Stop raining continuously on my parade, Taiwan! First it literally rains, then it's bitter cold (okay, mid-fifties) and damp and gale-force winds--which are both very cold and hard to bike against--and my movie's sold out of the first time in like the history of the country and I'm miserably sick and we tried again today to go to the movie and it was sold out again and dubbed into Chinese so we couldn't even go to the next showing. We tried to go buy sandwiches at Casa Minierva, but it was closed. Then we tried the new restaurant next to it and it looked great--except everything was at least 500 dollars (NT), which would have been acceptable if we had more than a couple hundred on us total. We then contemplated out food options since a) food street is still closed for the freakin' New Year (which was Thursday) , b) sandwiches were out, c) we couldn't make much at home; also, we have no bread which has been sold out since New Year's, and d) the only things open were McDonalds and KFC, neither of which appealed, but we had to eat somewhere, so McDonalds won out on the basis of its heat and menu diversity.
Before we could eat, we had to go to the train station to pick up our tickets for Tainan, which had been successfully ordered online the night before. The first clerk, apparently freaked out by our foreignness (and presumed no Chinese abilities) kicked us right quick over to information, which was okay because I wasn't sure if you picked up the tickets at a special window or something. The information lady passed us onto the Deputy Station Manager, who said we could pick up our tickets at any window. So we got back in line and picked a new teller, who was baffled by our request, despite having Paul's ARC card (the tickets are reserved under your ARC or passport number, not by name) and my repeated statements in Chinese that we had already ordered our tickets online and we were trying to pick them up. (Note: Paul was not impressed with this teller, considering him to be possibly new and grumpy.) He passed us over to teller #4, who was being surpervised by our friend the Deputy Station Manager.
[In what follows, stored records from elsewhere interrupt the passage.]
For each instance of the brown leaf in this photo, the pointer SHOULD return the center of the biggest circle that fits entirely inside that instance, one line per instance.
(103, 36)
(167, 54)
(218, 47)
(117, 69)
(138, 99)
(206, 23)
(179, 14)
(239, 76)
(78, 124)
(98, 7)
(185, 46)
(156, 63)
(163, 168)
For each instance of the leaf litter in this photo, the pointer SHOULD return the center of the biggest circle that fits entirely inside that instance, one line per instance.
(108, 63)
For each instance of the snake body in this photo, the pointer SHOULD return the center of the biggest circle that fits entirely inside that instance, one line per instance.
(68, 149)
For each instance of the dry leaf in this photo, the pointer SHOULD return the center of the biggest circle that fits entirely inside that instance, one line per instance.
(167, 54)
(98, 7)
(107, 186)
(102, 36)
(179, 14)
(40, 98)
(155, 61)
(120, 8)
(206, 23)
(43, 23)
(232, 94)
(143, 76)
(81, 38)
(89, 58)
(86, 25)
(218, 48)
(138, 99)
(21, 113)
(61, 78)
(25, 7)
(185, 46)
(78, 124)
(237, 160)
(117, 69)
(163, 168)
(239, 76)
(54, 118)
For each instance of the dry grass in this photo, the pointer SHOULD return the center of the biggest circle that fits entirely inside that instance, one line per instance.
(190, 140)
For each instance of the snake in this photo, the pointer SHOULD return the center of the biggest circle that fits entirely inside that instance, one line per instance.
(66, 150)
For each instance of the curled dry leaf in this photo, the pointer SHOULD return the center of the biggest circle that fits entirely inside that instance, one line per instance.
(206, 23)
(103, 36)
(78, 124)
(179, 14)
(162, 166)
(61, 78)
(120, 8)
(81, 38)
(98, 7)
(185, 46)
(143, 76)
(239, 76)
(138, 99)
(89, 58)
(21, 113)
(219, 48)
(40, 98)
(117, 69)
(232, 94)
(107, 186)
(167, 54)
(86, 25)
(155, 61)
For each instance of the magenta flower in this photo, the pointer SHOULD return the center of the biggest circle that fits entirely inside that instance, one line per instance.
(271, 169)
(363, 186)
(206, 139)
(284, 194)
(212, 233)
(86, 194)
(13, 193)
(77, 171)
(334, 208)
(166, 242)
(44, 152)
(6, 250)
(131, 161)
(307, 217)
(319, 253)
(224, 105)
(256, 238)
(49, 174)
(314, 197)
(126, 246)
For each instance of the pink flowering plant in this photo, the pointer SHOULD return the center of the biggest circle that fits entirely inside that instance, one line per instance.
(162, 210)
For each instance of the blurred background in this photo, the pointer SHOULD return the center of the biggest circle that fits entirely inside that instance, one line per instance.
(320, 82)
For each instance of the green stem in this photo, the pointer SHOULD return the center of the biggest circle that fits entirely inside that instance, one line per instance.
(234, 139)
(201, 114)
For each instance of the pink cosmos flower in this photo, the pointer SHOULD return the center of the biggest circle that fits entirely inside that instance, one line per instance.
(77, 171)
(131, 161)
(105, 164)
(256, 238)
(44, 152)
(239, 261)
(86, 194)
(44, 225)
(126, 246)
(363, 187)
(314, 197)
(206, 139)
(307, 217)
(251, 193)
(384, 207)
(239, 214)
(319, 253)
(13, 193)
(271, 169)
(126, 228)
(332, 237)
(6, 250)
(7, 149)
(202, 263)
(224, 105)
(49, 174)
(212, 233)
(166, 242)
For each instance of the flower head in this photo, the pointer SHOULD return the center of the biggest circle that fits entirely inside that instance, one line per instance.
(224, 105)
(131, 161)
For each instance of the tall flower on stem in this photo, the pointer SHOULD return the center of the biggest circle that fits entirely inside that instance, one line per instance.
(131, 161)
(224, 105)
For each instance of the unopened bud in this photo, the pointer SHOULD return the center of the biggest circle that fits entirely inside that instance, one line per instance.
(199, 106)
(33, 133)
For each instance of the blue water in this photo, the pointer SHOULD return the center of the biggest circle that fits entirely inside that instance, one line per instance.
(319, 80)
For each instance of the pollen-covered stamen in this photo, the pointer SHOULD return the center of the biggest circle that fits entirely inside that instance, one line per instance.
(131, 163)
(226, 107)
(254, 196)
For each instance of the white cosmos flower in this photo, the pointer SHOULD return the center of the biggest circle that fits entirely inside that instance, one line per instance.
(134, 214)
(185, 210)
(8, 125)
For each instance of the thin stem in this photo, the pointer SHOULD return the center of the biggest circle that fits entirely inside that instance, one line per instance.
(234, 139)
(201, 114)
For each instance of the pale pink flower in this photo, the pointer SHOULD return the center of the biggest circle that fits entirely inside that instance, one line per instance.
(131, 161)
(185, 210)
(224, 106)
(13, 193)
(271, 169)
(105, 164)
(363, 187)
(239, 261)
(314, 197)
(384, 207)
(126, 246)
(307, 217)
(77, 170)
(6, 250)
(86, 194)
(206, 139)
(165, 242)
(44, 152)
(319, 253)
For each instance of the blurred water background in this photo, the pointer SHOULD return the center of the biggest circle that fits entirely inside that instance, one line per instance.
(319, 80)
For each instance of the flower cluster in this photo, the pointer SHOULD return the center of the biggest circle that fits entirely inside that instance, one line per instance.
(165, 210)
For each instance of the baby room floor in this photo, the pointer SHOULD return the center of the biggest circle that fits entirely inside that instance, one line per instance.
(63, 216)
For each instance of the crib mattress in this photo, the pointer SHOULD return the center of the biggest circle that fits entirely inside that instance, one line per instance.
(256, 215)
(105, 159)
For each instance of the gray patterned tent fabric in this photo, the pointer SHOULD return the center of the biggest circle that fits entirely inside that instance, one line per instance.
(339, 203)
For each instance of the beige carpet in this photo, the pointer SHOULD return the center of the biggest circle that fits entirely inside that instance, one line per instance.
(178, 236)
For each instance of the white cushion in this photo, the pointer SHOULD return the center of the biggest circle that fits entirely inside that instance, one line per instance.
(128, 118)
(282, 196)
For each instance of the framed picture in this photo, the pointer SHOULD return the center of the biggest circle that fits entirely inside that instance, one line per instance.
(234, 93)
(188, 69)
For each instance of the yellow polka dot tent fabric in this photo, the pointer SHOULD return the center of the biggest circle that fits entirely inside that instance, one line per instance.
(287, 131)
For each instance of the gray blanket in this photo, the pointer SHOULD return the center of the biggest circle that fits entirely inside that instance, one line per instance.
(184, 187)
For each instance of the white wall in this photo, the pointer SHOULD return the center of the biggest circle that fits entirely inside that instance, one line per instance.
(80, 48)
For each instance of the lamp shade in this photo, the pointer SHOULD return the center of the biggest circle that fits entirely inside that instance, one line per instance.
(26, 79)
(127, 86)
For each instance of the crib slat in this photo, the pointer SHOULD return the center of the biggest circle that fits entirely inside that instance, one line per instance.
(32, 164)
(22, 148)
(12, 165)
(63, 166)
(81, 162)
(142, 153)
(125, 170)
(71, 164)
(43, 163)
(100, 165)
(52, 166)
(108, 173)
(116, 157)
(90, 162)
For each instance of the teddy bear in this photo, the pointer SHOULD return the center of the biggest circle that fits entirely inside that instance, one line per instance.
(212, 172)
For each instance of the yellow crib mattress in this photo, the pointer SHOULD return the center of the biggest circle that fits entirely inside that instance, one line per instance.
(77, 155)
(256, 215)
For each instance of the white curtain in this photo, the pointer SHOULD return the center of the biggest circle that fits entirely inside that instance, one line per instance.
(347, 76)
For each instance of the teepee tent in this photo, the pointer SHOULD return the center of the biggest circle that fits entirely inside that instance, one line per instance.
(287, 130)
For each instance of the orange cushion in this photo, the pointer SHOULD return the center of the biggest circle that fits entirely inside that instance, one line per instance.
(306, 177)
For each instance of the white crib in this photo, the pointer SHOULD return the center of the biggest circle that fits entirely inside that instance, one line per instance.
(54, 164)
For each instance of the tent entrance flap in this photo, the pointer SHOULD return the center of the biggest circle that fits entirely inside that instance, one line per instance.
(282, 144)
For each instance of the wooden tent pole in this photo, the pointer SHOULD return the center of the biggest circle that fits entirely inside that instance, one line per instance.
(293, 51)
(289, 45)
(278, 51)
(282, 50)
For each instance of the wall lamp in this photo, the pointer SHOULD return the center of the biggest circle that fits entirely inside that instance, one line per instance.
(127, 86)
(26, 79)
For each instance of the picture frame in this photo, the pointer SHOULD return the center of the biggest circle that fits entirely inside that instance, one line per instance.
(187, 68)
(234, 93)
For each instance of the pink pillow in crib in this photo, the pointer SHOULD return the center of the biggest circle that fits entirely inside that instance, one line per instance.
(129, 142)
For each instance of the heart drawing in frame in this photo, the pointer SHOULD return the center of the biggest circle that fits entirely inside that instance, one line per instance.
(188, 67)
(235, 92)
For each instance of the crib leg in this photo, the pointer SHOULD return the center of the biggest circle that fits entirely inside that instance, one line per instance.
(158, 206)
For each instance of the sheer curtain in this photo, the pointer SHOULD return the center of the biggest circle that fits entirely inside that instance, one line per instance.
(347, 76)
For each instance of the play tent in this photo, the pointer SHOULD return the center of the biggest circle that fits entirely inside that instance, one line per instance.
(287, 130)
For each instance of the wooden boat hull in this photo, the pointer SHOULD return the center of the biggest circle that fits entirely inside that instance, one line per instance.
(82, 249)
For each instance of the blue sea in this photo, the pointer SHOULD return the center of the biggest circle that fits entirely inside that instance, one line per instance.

He at least did not seem baffled by request, although it took him a minute to figure things out on the computer. (He seemed very pleased when he realized we had two sets of tickets because they were round-trip tickets.) Once that was clear, everything moved along quickly, although we had to pay by debit card, which we had not planned on, because the tickets were NT$1100. (They don't tell you the price when you reserve the tickets.)
Anyways, that's enough of the grumbles from me. I feel better now. I am excited to go to Tainan on Monday and both Paul and I are enjoying our New Year's "gifts" (Devil May Cry 4 and the Sims 2 Seasons!), so life really is worth living (in case you were worried).
1 comment:
And... when you use your magic debit card, the Visa Fraud Squad calls us, because... gasp... the card was used in Taiwan!